Franchise financing: The Company entered into an agreement in 1992 with a
financing source to provide up to $75,000,000 of financing to Company
franchisees to fund development of new franchise restaurants. The Company
provided a limited guaranty of loans made under the agreement. The Company's
maximum recourse obligation of 10% of the amount funded is reduced beginning in
the second year of each long-term loan and thereafter decreases ratably to zero
after the seventh year of each loan. At September 27, 1998, approximately
$48,000,000 had been funded through this financing source, of which $14,000,000
was outstanding. This agreement expired on December 31, 1994 and was not
renewed, although some loan commitments as of the termination date were
thereafter funded through December 31, 1995.
Severance agreements: The Company has severance and employment agreements with
certain officers providing for severance payments to be made in the event the
employee resigns or is terminated related to a change in control (as defined in
the agreements).
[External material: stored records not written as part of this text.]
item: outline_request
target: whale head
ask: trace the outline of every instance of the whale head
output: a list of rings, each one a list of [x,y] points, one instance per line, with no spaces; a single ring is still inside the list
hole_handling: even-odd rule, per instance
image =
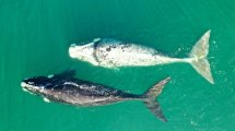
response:
[[[42,94],[46,88],[50,88],[54,85],[55,81],[49,76],[30,78],[21,82],[22,88],[32,94]]]
[[[72,44],[69,47],[69,55],[71,58],[79,59],[81,61],[90,62],[94,66],[97,66],[98,62],[95,58],[95,48],[94,45],[98,41],[99,38],[95,38],[92,43],[87,43],[84,45]]]

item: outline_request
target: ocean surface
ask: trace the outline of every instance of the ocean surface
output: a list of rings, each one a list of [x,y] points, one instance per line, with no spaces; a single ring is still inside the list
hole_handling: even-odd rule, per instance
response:
[[[187,63],[109,70],[68,53],[73,43],[113,37],[187,58],[208,29],[215,84]],[[45,103],[20,86],[68,69],[136,94],[172,76],[157,97],[168,122],[141,102],[74,107]],[[234,79],[233,0],[0,0],[0,131],[234,131]]]

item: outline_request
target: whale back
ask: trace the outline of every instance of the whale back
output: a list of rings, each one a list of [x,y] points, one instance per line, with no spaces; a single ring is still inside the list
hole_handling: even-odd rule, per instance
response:
[[[146,64],[149,61],[154,60],[153,56],[157,51],[131,43],[122,43],[116,39],[101,39],[95,45],[95,57],[101,66],[105,67],[121,67],[121,66],[136,66]],[[142,62],[142,63],[140,63]]]

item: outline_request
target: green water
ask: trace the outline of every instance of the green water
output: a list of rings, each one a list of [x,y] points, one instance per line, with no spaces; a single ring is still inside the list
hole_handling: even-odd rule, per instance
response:
[[[187,63],[111,71],[68,55],[72,43],[114,37],[183,58],[208,29],[214,85]],[[0,131],[233,131],[234,48],[233,0],[0,0]],[[67,69],[130,93],[172,76],[158,96],[168,122],[141,102],[81,108],[45,103],[20,86]]]

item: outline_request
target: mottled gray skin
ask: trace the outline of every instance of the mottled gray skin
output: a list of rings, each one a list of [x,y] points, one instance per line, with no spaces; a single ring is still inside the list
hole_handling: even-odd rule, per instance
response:
[[[58,75],[27,79],[22,82],[22,86],[51,102],[78,106],[101,106],[142,97],[102,84]]]

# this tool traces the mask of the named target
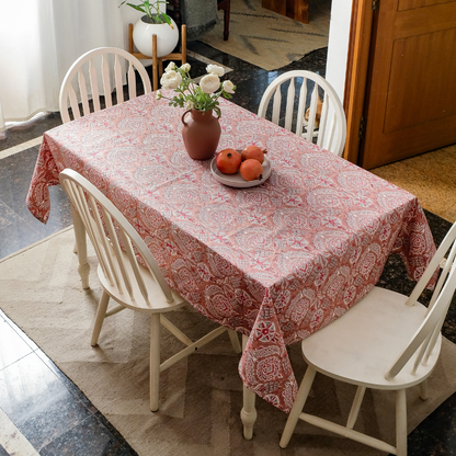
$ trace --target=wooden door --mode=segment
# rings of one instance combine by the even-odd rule
[[[360,164],[456,144],[456,0],[379,0]]]

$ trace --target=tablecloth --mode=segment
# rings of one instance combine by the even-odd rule
[[[242,380],[288,412],[297,384],[286,345],[355,305],[391,252],[417,280],[435,246],[410,193],[233,103],[220,106],[217,150],[265,147],[272,173],[262,185],[218,183],[210,160],[185,152],[182,110],[151,93],[45,133],[27,206],[46,223],[58,173],[89,179],[137,229],[170,286],[250,335]]]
If the severance payments had been due as of September 27,
1998, the Company would have been required to make payments aggregating
approximately $5,000,000. In addition, the Company has severance and employment
agreements with certain officers which contain severance provisions not related
to a change in control, and such provisions would have required aggregate
payments of approximately $3,900,000 if such officers had been terminated as of
September 27, 1998.
Apple South divestiture plan: As part of the agreement with Apple South relating
to the Virginia Acquisition (see Note 2), Apple South has also agreed to use its
best efforts to sell its other Applebee's restaurants as soon as practical,
resulting in its exit as an Applebee's franchisee. As of September 27, 1998,
Apple South had completed the sale of 190 of its restaurants (68% of its total).
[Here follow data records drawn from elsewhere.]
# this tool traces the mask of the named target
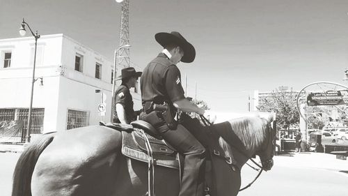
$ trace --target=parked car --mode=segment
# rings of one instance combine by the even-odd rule
[[[342,140],[348,140],[348,131],[341,132],[339,131],[338,133],[335,135],[338,139],[341,139]]]
[[[335,131],[333,132],[333,134],[335,135],[338,139],[346,140],[348,138],[348,135],[347,135],[347,132],[348,128],[343,128],[337,129]]]
[[[323,131],[323,132],[316,131],[310,133],[310,135],[313,134],[322,135],[322,143],[324,144],[329,143],[335,143],[337,142],[338,139],[337,136],[326,131]]]

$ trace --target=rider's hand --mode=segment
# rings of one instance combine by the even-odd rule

To the extent any restaurants are not divested by Apple South by December 31,
1999, the Company has an option to purchase the remaining restaurants at a
predetermined formula. The Company and Apple South have committed to work
together to identify and approve qualified franchise groups to acquire the
remaining Apple South restaurants and to effect an efficient transition of
ownership. To assist in this transition, the Company has agreed to provide the
availability of guarantees of up to 10% of the borrowings of qualified franchise
groups, up to a maximum of $10,000,000 in the aggregate. To date, the Company
has provided a guarantee to one franchise group totaling $1,000,000. Two
principals of the franchise group are related to a director and officer of the
Company.
10
<PAGE>
4. Financing
On March 30, 1998, the Company entered into a bank credit agreement that
provides for $225,000,000 in senior secured credit facilities, consisting of an
eight-year senior secured term loan of $125,000,000 and a five-year secured
working capital facility of $100,000,000. The Company also entered into a
five-year $5,000,000 letter of credit facility with another bank. On March 30,
1998, $125,000,000 was borrowed under the term loan facility and $15,000,000 was
borrowed under the working capital facility. The total proceeds were utilized to
fund the Virginia Acquisition (see Note 2) including related transaction fees
and expenses; to repay certain existing indebtedness totaling $37,500,000; to
pay deferred financing costs of $4,000,000; and for working capital needs and
general corporate purposes.
In connection with the early extinguishment of debt, the Company paid a
prepayment penalty of $930,000 on March 30, 1998. The prepayment penalty plus
the remaining unamortized portion of the related deferred financing costs of
$91,000 is reflected as an extraordinary loss of $641,000, net of income taxes
of $380,000, in the accompanying consolidated statement of earnings for the 39
weeks ended September 27, 1998.
Long-term debt, including capitalized lease obligations, as of September 27,
1998 is comprised of the following (in thousands):
Term loan facility................................... $ 125,000
Working capital facility............................. 5,000
Capitalized lease obligations........................ 9,674
Other................................................ 2,277
---------------
Total........................................... $ 141,951
===============
As of September 27, 1998, $5,000,000 was outstanding under the $100,000,000
working capital facility, and standby letters of credit totaling $2,727,000 were
outstanding under the $5,000,000 letter of credit facility.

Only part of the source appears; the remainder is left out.